You can use @, but it doesn't allow dot notation. The only punctuation marks that allows dot notation are $ and _ as in foo.$bar or foo._bar. There's nothing special about one symbol versus another.

konklone commented 10 years ago

I still fundamentally fail to understand the utility of prefixing any fields with special characters. What are you trying to accomplish? Is this for someone who happens to open a JSS field, so that they somehow realize that @item and @channel are "special"? Are these fields special? If so, how?

It would be to avoid a namespace clash with any pre-existing item or channel fields someone may have on their data. (This, I assume, is the main rationale for why JSON-LD does the same thing with @context and @id.)

konklone commented 10 years ago

For reference, I added experimental RSS and "JSS" (or whatever) support to Sunlight's Congress API in May:

https://congress.api.sunlightfoundation.com/documents?apikey=[APIKEY]&document_type=ig_report&format=rss

https://congress.api.sunlightfoundation.com/documents?apikey=[APIKEY]&document_type=ig_report&format=rss-json

I documented it publicly, and you can change out which fields get mapped to title / description / etc using query string params.
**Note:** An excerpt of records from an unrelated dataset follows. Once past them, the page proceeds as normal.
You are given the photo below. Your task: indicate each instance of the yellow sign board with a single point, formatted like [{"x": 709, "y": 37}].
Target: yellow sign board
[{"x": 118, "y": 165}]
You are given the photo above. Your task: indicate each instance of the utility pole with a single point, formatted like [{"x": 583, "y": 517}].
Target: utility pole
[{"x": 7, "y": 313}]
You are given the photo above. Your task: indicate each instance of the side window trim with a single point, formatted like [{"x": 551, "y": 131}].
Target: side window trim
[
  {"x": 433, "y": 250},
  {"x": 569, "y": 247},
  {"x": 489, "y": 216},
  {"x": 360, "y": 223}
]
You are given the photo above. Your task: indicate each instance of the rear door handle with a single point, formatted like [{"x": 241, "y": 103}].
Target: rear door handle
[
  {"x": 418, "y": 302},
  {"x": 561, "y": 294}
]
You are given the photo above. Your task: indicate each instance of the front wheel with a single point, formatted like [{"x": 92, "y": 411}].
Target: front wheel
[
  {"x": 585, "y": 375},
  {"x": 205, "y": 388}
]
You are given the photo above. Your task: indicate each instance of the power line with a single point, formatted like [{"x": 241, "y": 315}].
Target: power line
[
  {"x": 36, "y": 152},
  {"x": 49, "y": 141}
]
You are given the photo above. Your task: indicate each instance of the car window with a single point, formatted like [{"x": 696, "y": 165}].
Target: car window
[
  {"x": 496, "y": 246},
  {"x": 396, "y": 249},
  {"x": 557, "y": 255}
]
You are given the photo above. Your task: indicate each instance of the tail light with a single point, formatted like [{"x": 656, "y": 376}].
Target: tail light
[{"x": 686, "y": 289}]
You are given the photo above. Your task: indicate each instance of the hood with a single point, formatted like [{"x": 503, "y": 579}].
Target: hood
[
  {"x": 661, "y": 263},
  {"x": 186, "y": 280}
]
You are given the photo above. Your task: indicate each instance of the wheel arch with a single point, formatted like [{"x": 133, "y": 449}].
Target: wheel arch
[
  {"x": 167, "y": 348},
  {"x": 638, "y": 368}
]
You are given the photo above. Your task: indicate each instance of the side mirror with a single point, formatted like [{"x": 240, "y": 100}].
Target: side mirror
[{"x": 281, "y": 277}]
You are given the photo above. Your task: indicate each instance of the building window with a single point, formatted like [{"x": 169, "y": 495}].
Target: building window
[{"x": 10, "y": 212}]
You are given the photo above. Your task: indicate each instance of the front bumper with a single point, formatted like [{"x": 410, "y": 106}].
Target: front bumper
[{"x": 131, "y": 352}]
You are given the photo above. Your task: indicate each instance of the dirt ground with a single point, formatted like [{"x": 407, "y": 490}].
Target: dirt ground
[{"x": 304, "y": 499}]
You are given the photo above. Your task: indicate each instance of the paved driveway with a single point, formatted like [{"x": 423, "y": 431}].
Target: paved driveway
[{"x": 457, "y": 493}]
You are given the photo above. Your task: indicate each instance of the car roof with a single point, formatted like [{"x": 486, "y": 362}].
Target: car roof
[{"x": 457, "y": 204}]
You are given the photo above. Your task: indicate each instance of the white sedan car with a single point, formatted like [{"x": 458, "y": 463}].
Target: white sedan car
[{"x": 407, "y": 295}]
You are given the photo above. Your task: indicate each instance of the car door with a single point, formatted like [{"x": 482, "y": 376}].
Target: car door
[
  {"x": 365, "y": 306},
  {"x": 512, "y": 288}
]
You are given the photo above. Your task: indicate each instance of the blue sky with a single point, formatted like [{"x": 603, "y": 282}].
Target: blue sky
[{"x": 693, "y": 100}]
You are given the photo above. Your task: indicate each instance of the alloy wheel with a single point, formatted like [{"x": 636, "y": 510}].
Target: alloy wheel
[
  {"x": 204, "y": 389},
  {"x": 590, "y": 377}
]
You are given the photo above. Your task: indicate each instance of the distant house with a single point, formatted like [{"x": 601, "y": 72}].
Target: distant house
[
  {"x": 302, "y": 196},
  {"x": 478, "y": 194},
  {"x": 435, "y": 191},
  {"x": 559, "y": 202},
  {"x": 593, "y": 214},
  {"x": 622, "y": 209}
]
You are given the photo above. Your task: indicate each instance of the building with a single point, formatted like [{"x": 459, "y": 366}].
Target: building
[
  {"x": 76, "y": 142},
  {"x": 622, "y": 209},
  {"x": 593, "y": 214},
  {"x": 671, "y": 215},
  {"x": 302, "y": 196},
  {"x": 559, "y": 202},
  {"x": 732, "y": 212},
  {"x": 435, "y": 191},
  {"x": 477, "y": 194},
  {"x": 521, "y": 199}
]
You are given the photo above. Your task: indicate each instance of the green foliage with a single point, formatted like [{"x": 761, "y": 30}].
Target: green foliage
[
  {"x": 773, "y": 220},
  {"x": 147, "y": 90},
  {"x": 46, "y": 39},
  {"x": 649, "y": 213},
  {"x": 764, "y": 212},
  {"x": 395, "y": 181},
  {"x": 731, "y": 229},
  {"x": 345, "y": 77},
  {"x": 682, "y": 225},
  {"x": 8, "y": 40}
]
It's supported for bills, votes, and upcoming votes on bills (along with a couple undocumented endpoints that Scout uses, like /documents above).

Now that I've started work on oversight.io, I'm probably going to implement something similar for everything there. But what I'm really concerned with is passing recommendations back up to official gov't providers, like the IGs who "publish" the reports I'm syndicating. Is RSS (+ pagination) enough, or should I be pushing them to something that does a simpler, better job at attaching metadata? I don't know. Either way, going to mark this as closed for the time being.